Q.左利きの人の駒台はどこに置くのが正しいですか。

(1)将棋盤の左側 (2)将棋盤の右側 (3)対局者の好みで決める

出典:「将棋文化検定 ~良問振り返り~」2016年8月19日出題分

 これはもしかしたら、難問かもしれません。実は筆者も少し考えさせられました。

 もし筆者がアマ同士の対局の際、左利きの方から「駒台を左に置いてもかまいませんか?」と尋ねられた場合には「もちろんご自由にどうぞ」と言うと思います。

 上記問題は将棋連盟のTwitterアカウントでも「良問」として出題されていました。

 解説には次のように書いてあります。

A.(2)

左利きの人も、右利きの人と同じく盤の右側に置きます。左利きの人だけ左側に置くと、駒台が近すぎて相手の持ち駒を間違えて使いそうですね。

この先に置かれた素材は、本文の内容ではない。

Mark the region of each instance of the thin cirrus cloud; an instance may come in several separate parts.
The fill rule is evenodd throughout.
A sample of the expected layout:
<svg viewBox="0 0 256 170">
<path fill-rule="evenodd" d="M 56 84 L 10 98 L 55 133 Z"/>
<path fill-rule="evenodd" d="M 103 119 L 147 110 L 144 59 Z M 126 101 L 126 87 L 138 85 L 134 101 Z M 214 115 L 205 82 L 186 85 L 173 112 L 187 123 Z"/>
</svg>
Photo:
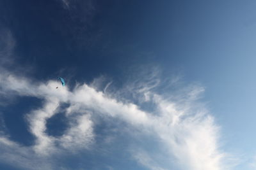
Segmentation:
<svg viewBox="0 0 256 170">
<path fill-rule="evenodd" d="M 7 43 L 8 48 L 3 52 L 10 57 L 14 43 L 8 39 L 10 43 Z M 110 83 L 102 90 L 93 83 L 78 84 L 73 89 L 68 87 L 56 89 L 60 83 L 56 81 L 35 82 L 29 77 L 16 76 L 3 66 L 1 69 L 1 95 L 5 97 L 29 96 L 44 101 L 42 107 L 31 110 L 24 117 L 30 133 L 35 138 L 32 145 L 23 146 L 12 141 L 6 132 L 0 133 L 2 162 L 25 169 L 54 169 L 61 164 L 58 160 L 51 160 L 55 155 L 81 150 L 93 152 L 99 136 L 95 131 L 97 125 L 95 117 L 99 115 L 108 118 L 106 120 L 111 124 L 125 124 L 126 128 L 134 132 L 135 134 L 127 134 L 131 138 L 143 140 L 143 136 L 147 136 L 154 139 L 159 144 L 154 152 L 158 155 L 167 155 L 165 159 L 170 159 L 179 169 L 227 169 L 229 166 L 226 162 L 227 153 L 220 148 L 220 127 L 204 105 L 197 101 L 204 91 L 202 87 L 183 88 L 174 92 L 175 97 L 167 97 L 155 90 L 161 87 L 156 69 L 140 75 L 143 78 L 140 80 L 131 80 L 122 89 L 111 90 Z M 130 96 L 132 97 L 124 97 L 129 96 L 127 93 L 132 94 Z M 135 98 L 136 102 L 133 101 Z M 65 109 L 68 129 L 61 136 L 49 136 L 46 132 L 47 121 L 58 114 L 63 104 L 68 104 Z M 154 106 L 154 109 L 143 109 L 144 104 Z M 8 104 L 4 106 L 8 107 Z M 124 129 L 119 127 L 116 131 Z M 105 138 L 108 143 L 114 143 L 118 136 L 113 138 L 107 134 Z M 132 143 L 131 148 L 120 152 L 129 153 L 133 160 L 148 169 L 168 169 L 173 166 L 163 163 L 142 145 Z"/>
<path fill-rule="evenodd" d="M 33 146 L 22 146 L 12 141 L 8 134 L 1 136 L 2 153 L 12 157 L 18 157 L 19 154 L 15 153 L 17 152 L 23 152 L 25 155 L 29 152 L 47 158 L 63 150 L 90 149 L 97 136 L 93 131 L 94 123 L 91 117 L 98 114 L 116 118 L 131 128 L 138 129 L 139 134 L 158 139 L 158 142 L 168 148 L 166 152 L 170 157 L 177 159 L 175 164 L 181 169 L 223 169 L 225 166 L 226 153 L 219 149 L 218 126 L 205 108 L 196 110 L 191 106 L 198 93 L 204 91 L 202 87 L 194 87 L 184 105 L 146 90 L 145 87 L 142 87 L 143 90 L 137 89 L 138 93 L 142 91 L 147 94 L 145 102 L 154 103 L 156 110 L 153 114 L 131 102 L 122 101 L 115 96 L 110 97 L 109 94 L 97 91 L 85 83 L 73 90 L 68 87 L 56 90 L 55 87 L 59 82 L 56 81 L 34 83 L 28 78 L 17 77 L 11 73 L 1 74 L 0 79 L 3 82 L 1 84 L 1 93 L 11 92 L 12 95 L 35 97 L 44 101 L 42 108 L 31 110 L 26 116 L 29 131 L 36 138 Z M 62 103 L 70 104 L 66 110 L 69 128 L 60 137 L 50 136 L 45 132 L 46 122 L 58 113 Z M 140 138 L 140 135 L 132 138 Z M 150 161 L 152 159 L 145 153 L 132 153 L 131 156 L 150 169 L 166 167 L 166 165 L 161 164 L 159 167 L 152 165 Z M 28 168 L 29 166 L 26 166 Z M 33 169 L 32 166 L 29 168 Z"/>
</svg>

出典:「将棋文化検定 ~良問振り返り~」2016年8月19日出題分

 というわけで、現在の公式ルールでは、右側に置くことに決まっているようです。

 さて、その理由は何でしょうか。上記に記されている趣旨は、正直なところ、筆者にはちょっとよくわかりません。もし左利き同士ならば、互いに左に駒台を置くことも妨げられるのでしょうか。

 「将棋倶楽部24」という将棋連盟の対戦サイトの画面では、駒台が同じサイドに並んでいます。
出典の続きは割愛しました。